12.5.03

Oh noite sem objetos. Oh janela baça pelo lado de fora, oh portas cuidadosamente cerradas; antigos hábitos transmitidos, confirmados, nunca bem entendidos. Oh silêncio no vão da escada, silêncio nos quartos vizinhos, silêncio no alto, junto ao teto. Oh mãe: oh tu, única, que te puseste diante desse silêncio outrora na infância. Que o assumias, dizendo: não te assustes, sou eu. Que tinhas a coragem de ser, na noite, inteiramente esse silêncio para aquele que teme, que se consome de temor. Acendes uma luz, e já esse ruído és tu. E a seguras à tua frente e dizes: sou eu, não te assustes. E a depositas lentamente e não há dúvida: és tu, tu és a luz em torno dos objetos amavelmente familiares, que aparecem sem ambiguidade alguma, bons, simples, unívocos.
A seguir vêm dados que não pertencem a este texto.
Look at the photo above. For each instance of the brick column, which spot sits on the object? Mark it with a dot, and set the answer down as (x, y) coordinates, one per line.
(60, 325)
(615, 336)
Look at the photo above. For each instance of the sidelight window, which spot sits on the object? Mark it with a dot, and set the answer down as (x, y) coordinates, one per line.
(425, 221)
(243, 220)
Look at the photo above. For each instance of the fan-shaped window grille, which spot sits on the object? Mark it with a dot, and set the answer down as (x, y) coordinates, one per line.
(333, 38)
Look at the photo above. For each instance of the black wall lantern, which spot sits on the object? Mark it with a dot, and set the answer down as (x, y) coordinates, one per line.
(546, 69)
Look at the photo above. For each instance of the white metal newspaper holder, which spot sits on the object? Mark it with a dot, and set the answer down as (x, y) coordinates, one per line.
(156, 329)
E quando algo se inquieta em algum lugar da parede ou dá um passo no assoalho: então apenas sorris, sorris, sorris translúcida diante do fundo claro, para o rosto amedrontado que te perscruta como se fosses cúmplice desse segredo em meio-tom, em combinação com ele, de acordo com ele. Existirá algum poder semelhante ao teu na terra? Vê, reis jazem de olhar fixo, e o contador de histórias não consegue distraí-los. Entre os belos seios de sua mais querida amante, eles são tomados pelo terror que os deixa trêmulos e frios. Mas tu vens, detendo o monstruoso atrás de ti, inteiramente postada à sua frente; não como um cortinado que se pudesse erguer aqui ou ali. Não, é como se o tivesses superado diante do apelo de quem te necessita. Como se te houvesses adiantado muito ao que pudesse vir, e houvesse atrás de ti apenas o teu chegar, teu eterno caminho, o vôo do teu amor.

-- Rainer Maria Rilke, em "Os Cadernos de Malte Laurids Brigge".